The Candy House is a 1934 short animated film by Walter Lantz Productions featuring Oswald the Lucky Rabbit. The film is an adaptation of the fairy tale Hansel and Gretel by the Brothers Grimm and is one of the few Oswald shorts in which he plays a different character.

==Plot==
Hansel (Oswald the Lucky Rabbit) and Gretel are two simple children who live with their father and stepmother. Although they have little resources, they are happy. One day the stepmother is irritated by the food shortage, and makes the children go to bed without dinner. When the children protest, the stepmother replies, "I should worry! Nuts to you!" The stepmother then talks to the father about taking the children deep in the forest to be abandoned. The father is too timid to argue. Hansel and Gretel overhear their conversation.

The next day, the stepmother takes the children into the forest.

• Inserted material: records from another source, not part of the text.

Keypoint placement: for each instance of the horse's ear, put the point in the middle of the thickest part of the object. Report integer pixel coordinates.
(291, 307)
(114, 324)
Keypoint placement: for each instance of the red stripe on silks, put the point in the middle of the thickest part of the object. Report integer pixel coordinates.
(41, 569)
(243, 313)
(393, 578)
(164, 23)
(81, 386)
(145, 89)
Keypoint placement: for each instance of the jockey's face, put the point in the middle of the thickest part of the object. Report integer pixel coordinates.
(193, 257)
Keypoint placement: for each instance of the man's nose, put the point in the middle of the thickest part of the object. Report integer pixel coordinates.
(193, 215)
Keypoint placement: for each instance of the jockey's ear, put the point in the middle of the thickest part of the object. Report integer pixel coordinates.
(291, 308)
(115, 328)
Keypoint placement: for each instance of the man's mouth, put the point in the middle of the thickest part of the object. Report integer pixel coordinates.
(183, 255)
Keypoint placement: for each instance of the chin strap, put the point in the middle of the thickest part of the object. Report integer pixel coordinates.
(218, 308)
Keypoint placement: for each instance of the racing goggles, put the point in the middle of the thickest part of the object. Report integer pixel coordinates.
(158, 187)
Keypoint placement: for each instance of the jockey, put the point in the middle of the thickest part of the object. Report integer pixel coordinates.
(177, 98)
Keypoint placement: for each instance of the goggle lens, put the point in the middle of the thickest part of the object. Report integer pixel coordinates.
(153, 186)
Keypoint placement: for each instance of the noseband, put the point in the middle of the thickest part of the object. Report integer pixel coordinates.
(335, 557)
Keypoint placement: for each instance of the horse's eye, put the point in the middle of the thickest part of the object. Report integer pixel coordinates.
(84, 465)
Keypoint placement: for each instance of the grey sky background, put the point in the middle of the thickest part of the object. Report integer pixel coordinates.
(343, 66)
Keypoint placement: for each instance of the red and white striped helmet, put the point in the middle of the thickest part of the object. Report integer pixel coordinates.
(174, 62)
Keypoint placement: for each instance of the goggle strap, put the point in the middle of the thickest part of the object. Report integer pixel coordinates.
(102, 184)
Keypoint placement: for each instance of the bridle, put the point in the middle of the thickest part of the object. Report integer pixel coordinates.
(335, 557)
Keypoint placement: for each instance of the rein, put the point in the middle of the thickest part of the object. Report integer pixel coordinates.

Hansel picks up a sunflower, and drops its seeds on the way to mark their path. Eventually the stepmother tells the children cover their eyes, pretending she has a surprise for them, and abandons them. Hansel is optimistic that he and his sister will have no trouble getting home, but to his dismay, discovers that forest birds have eaten the sunflower seeds.

Lost in the forest, Hansel and Gretel come across a cottage made of candy. They eat pieces of the house. A voice inside invites them to come in. Upon entry, the two little rabbits are met by a hag who grabs them.

The hag places Hansel in a cage to be fattened before she eats him. Gretel, however, is hung on a column of the house, reserved for some later purpose. The hag offers Hansel a whole roasted turkey, which he allows a mouse to eat. Impatiently, the hag seizes Hansel and tries to stuff him in the oven. Hansel gets out of her grasp and runs. The hag says although she's old and almost blind, her sense of smell will help her find Hansel. He then helps to free his sister and succeeds in getting the hag's nose caught in a mouse trap and also catching it in a door while she's hunting for him. After a comic chase scene, the Hansel and Gretel manage to trick the hag into running into the oven. Instead of perishing in the fire, as in the Grimm Brothers' version, the scorched hag flies out of the chimney and lands in a barrel of molasses, and runs away, barrel and all.

Back at home, the father laments for the lost children but the stepmother shows no regret. To their parents' surprise, Hansel and Gretel have returned home somehow, even managing to drag home the entire candy house. When the stepmother asks if the children have brought something home for her, they offer her bags of nuts, exclaiming, "Nuts to you!"